Мы вернулись в постель и провели там остаток дня, ленивые, словно львы в жаркий полдень, и лишь изредка пробуждаясь от дремы ради еды или любви. Вечером я пошла с ним в театр и у служебного входа позволила ему в страстном поцелуе втянуть в свой рот мой язык.
— Удачи! — пожелала я, когда мы разжали объятия, и сразу вспомнила, что так говорить не принято.
Слово Рози Литтл
О театральных традициях
Свист за сценой, упоминание одной шотландской пьесы, пожелания удачи — все это в театре под запретом. Вместо удачи можно, конечно, пожелать,
Но есть еще одно традиционно-альтернативное пожелание удачи, о котором я узнала только недавно. Оно, как мне стало понятно уже задним числом, удивительно хорошо иллюстрирует ситуацию, в которой я оказалась, оставшись в тот вечер у служебного входа в театр, «in bocca al lupo! — могла бы сказать я. — То есть „к волку в пасть“». Это итальянское выражение равнозначно пожеланию удачи и призвано внушать храбрость. На него принято отвечать: «Crepi il lupo!», то есть «Я съем волка!»
У волка есть желудок
Несколько недель спустя мы поселились вместе, сняв квартирку за пиццерией, что не помешало нам заказывать пиццу на дом по телефону. Все первые месяцы совместной жизни мы занимались домашним хозяйством, как новобрачные, учились готовить цыпленка с абрикосами по рецепту на пакете французского лукового супа и покупали столовое и постельное белье на распродажах. После каждой очередной зарплаты мы приносили из супермаркета что-нибудь новенькое: картофелечистку, картофелемялку или мутовку. А когда все шкафы и ящики в кухне были до упора забиты этого рода устройствами и было не известно, что делать дальше, мы для того, чтобы стать настоящей, полной семьей, взяли из приюта полосатую кошку. Мы назвали ее Гелфлинг и со снисходительной улыбкой любящих родителей смотрели, как она точит когти о наш диван и терзает ящериц на крыльце.
У волка есть глаза
Глаза у него были большие, зеленые и грустные, глубоко посаженные, а лицо — с резкими чертами, как у Лоренса Оливье в роли Хетклифа. Когда я познакомилась с его матерью, я поняла, откуда они — от нее. Но ее глаза казались еще более грустными, потому что они существовали на крохотном круглом личике с острым подбородком, которое казалось вылепленным из пластилина телесного цвета.
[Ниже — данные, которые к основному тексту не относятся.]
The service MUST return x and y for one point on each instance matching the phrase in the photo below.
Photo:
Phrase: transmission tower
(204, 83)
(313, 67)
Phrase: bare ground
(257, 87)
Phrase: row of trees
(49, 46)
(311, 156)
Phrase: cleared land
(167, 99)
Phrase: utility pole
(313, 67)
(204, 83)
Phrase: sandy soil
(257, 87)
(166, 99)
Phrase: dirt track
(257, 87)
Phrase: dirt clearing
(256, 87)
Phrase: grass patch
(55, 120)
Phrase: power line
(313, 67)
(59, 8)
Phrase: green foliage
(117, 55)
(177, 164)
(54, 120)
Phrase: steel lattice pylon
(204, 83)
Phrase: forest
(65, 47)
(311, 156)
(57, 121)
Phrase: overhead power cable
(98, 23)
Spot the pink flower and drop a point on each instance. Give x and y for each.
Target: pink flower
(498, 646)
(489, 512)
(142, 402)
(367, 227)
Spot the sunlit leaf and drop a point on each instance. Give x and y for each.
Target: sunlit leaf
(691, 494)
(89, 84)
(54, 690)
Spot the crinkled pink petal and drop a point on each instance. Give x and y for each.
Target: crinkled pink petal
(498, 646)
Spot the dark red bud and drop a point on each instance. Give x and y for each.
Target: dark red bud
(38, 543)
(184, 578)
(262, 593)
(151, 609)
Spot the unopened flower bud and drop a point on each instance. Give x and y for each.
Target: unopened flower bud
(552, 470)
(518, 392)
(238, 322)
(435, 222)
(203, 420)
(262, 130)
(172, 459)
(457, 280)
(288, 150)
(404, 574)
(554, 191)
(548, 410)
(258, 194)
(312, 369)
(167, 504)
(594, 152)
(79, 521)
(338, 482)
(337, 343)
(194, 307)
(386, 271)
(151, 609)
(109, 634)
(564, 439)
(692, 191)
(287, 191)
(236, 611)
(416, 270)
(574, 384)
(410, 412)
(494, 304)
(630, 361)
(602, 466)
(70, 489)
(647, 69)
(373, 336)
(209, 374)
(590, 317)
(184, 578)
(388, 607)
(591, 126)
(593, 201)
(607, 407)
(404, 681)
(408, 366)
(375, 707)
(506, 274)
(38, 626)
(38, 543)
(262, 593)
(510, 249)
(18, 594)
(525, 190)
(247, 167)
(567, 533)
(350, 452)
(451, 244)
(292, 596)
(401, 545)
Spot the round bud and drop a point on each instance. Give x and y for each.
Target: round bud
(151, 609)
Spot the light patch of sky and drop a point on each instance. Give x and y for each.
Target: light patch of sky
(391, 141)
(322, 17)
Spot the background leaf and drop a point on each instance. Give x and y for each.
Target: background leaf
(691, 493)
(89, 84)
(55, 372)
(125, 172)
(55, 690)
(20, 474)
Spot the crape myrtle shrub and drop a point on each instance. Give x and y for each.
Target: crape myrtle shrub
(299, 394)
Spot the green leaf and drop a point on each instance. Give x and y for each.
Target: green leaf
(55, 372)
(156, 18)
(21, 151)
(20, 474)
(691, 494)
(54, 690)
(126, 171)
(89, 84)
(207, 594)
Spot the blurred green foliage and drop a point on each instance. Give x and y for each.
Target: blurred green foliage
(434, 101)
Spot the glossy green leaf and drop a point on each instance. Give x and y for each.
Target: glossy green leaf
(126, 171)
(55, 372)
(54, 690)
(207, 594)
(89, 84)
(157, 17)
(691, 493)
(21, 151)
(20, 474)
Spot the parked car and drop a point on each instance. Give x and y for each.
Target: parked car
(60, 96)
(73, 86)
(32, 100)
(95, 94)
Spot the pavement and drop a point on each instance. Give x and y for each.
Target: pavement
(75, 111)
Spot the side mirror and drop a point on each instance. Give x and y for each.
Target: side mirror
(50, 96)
Форма челюсти и брови, похоже, достались ему от отца — священника, прихрамывающего на одну ногу. Он рассказал, что и у матери его, и у отца было трудное детство: обоих били родители-алкоголики. А теперь, по его словам, отец и мать твердо решили отплатить за причиненное зло добрыми делами. Они не одобряли то, что мы жили вместе. Но и не осуждали, как добрые христиане, и приглашали нас обоих на семейные обеды.
Я надевала скромную блузку, аккуратно причесывала волосы и садилась за раздвинутый стол, на котором стояли пластиковая солонка и перечница в форме двух сложенных в молитве рук. Еще на столе присутствовали бокалы, в которые его отец наливал из графина разбавленный апельсиновый сок. Мы слушали, склонив головы, как один из приемных детей читает застольную молитву. Другой, как мне говорили, совсем еще малыш, бился в спальне головой о стену, уже измазанную его же дерьмом. Через две закрытые двери мы слышали удары и вопли, похожие на крик кролика, попавшего в капкан.
— Не знаю, по зубам ли мне этот орешек, — грустно говорила мать семейства.